How to check ICC profiles for standards?One indirect method is comparing reference ICC profiles with alternative ones. A visual comparison is possible on Linux with the free CinéPaint and the separate ICC Examin plugin in CIE*Lab space. The above video compares visually the ROMM ICC profile, which shares its colorimetry with ProPhoto RGB, with the Scarse ProPhoto.icm. The Scarse colour value interpretation shows quite some deviation from the Adobe version. To repeat the test: open a test image and assign the ISO 22028-2 ROMM RGB profile. Then open the ICC Examin colour viewer from CinéPaint´s main menu > Image > Watch Colours 3D … The plugin should launch and show you the colour space with the image colours represented as big dots. You can change the dot size in ICC Examin with the ‘+’ and ‘-’ keys.
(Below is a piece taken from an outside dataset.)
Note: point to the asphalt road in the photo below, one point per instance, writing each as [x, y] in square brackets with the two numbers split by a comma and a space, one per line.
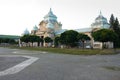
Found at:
[36, 65]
Then assign the Scarse Kodak ProPhoto RGB to the image from main menu > Image > Assign ICC Profile …  The colour dots change to the new interpretation by the lcms CMM after assigning. A unwanted deviation in the interpretation is marked by a line. That visual method of inspecting line vectors is much easier than comparing colour differences directly. Possible rendering intents for these kind of comparisons are relative colorimetric and absolute colorimetric, as these are well defined by the ICC spec. Disadvantages of the outlined method are the need of reference profiles in the first place and so far no numerical results.